Metadata-Version: 2.1
Name: sayswho
Version: 0.1.0
Summary: 
Author: Andy Friedman
Author-email: afriedman412@gmail.com
Requires-Python: >=3.9,<4.0
Classifier: Programming Language :: Python :: 3
Classifier: Programming Language :: Python :: 3.9
Classifier: Programming Language :: Python :: 3.10
Classifier: Programming Language :: Python :: 3.11
Requires-Dist: rapidfuzz (>=3.1.1,<4.0.0)
Requires-Dist: regex (>=2023.6.3,<2024.0.0)
Requires-Dist: spacy (>=3.6.0,<4.0.0)
Description-Content-Type: text/markdown

# SaysWho
SaysWho is a Python package for identifying and attributing quotes in text. It uses [a combination of grammar and logic](https://textacy.readthedocs.io/en/latest/) to find quotes and their speakers, then uses a [coreferencing model](https://explosion.ai/blog/coref) to better clarify who is speaking. 

## Installation
Install and update using [pip](https://pip.pypa.io/en/stable/):
```
$ pip install sayswho
```

You will probably need to install the coreferencing model manually, then re-update SpaCy.

```
$ pip install pip install https://github.com/explosion/spacy-experimental/releases/download/v0.6.0/en_coreference_web_trf-3.4.0a0-py3-none-any.whl
$ pip install spacy -U
```

You also might need to download the main large SpaCy english model.
```
$ spacy download en_core_web_lg
```

## Notes
- Coreferencing (which this package uses to resolve speakers) is an experimental feature not fully implemented in SpaCy. SaysWho uses a pretrained model which SpaCy made available, but it was built with older code. This explains the version roulette required on installation.

## A Simple Example


```python
from sayswho.sayswho import Attributor
from sayswho import quote_helpers
test_text = open("./tests/qa_test_file.txt").read()
test_text = quote_helpers.prep_text_for_quote_detection(test_text)
```

#### Instantiate `Attributor` and run `.attribute` on target text.
This will probably raise an warning about differing SpaCy models, which you can ignore. 


```python
a = Attributor()
a.attribute(test_text)
```

    /usr/local/lib/python3.11/site-packages/spacy/util.py:910: UserWarning: [W095] Model 'en_coreference_web_trf' (3.4.0a2) was trained with spaCy v3.3 and may not be 100% compatible with the current version (3.6.0).
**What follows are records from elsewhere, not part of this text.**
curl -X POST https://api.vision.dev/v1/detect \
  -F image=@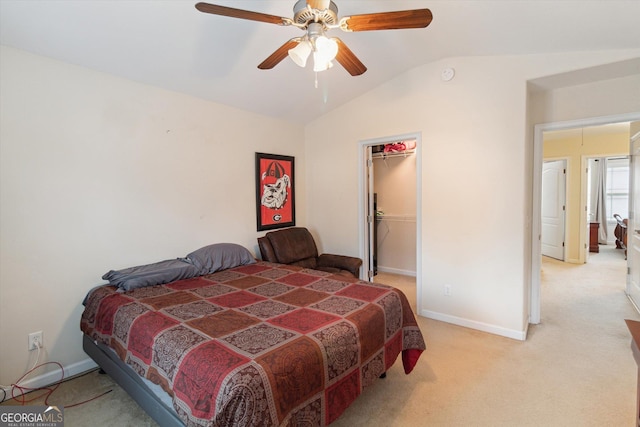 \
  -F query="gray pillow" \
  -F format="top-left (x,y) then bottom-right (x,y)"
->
top-left (187, 243), bottom-right (256, 275)
top-left (102, 258), bottom-right (198, 291)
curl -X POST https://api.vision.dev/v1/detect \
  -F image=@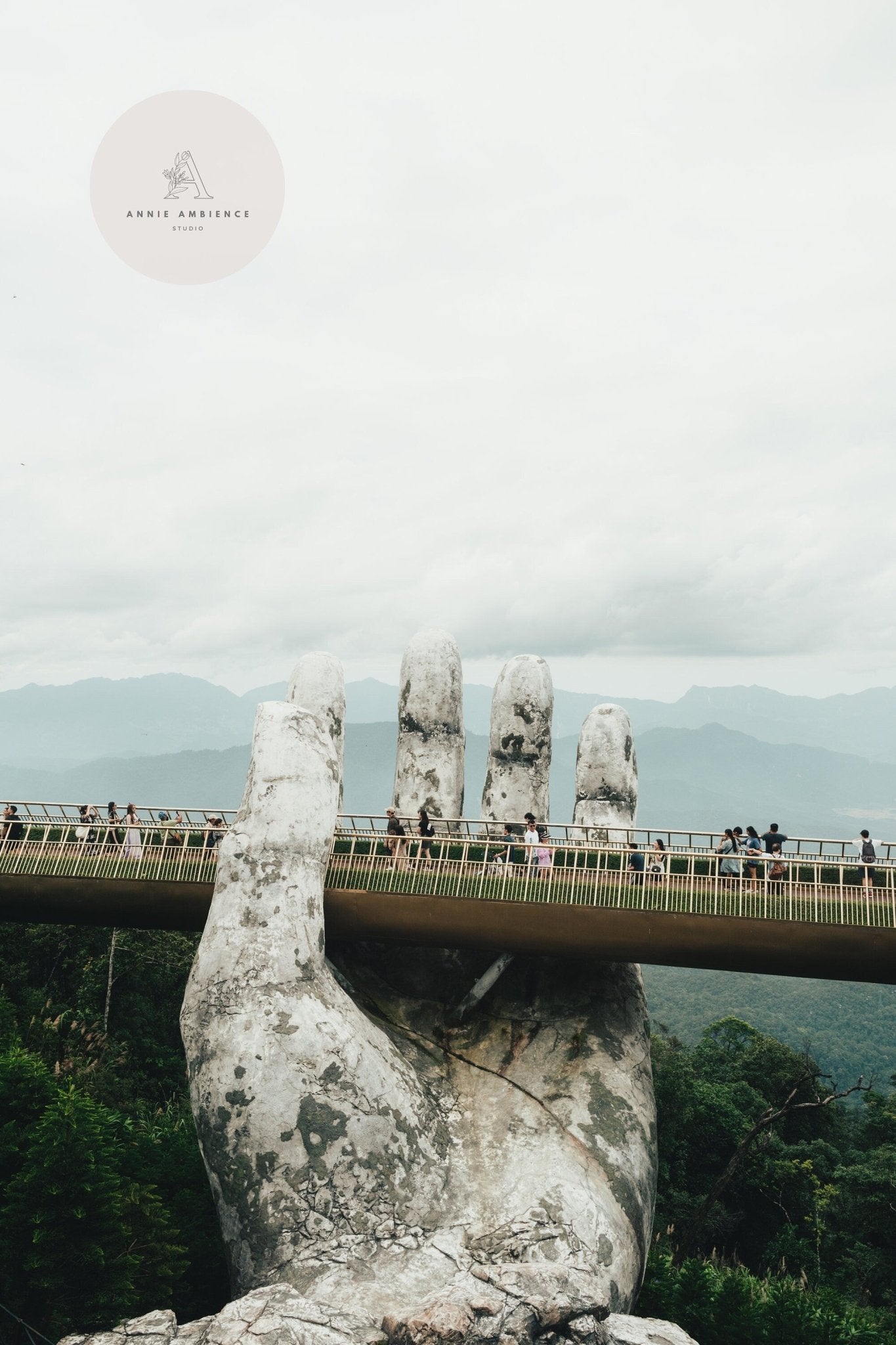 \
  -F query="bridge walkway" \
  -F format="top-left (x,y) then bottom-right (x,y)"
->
top-left (0, 806), bottom-right (896, 983)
If you see errors or degraded performance, download a newer compatible model or retrain your custom model with the current spaCy version. For more details and available updates, run: python -m spacy validate
      warnings.warn(warn_msg)
    /usr/local/lib/python3.11/site-packages/spacy/util.py:910: UserWarning: [W095] Model 'en_core_web_lg' (3.5.0) was trained with spaCy v3.5 and may not be 100% compatible with the current version (3.6.0). If you see errors or degraded performance, download a newer compatible model or retrain your custom model with the current spaCy version. For more details and available updates, run: python -m spacy validate
      warnings.warn(warn_msg)


#### See speaker, cue and content of every quote with `.quotes`.


```python
a.quotes
```




    [DQTriple(speaker=[he], cue=[said], content=“Based on the actions the group was making, based on everything the gentlemen who came in had told me — if I allowed anyone in the store, they would try to cause harm to people,”),
     DQTriple(speaker=[he], cue=[said], content=“I couldn’t see how big the group was. I thought, ’It’s just seven to 10 people. Maybe they’ll back off.’”),
     DQTriple(speaker=[she], cue=[noted], content=“They were all late teens, early 20s, clean-cut, typical blondie, blue-eyed, wholesome Utah boys,”),
     DQTriple(speaker=[Rogers], cue=[added], content=“Then this African-American guy came from the restaurant,”)]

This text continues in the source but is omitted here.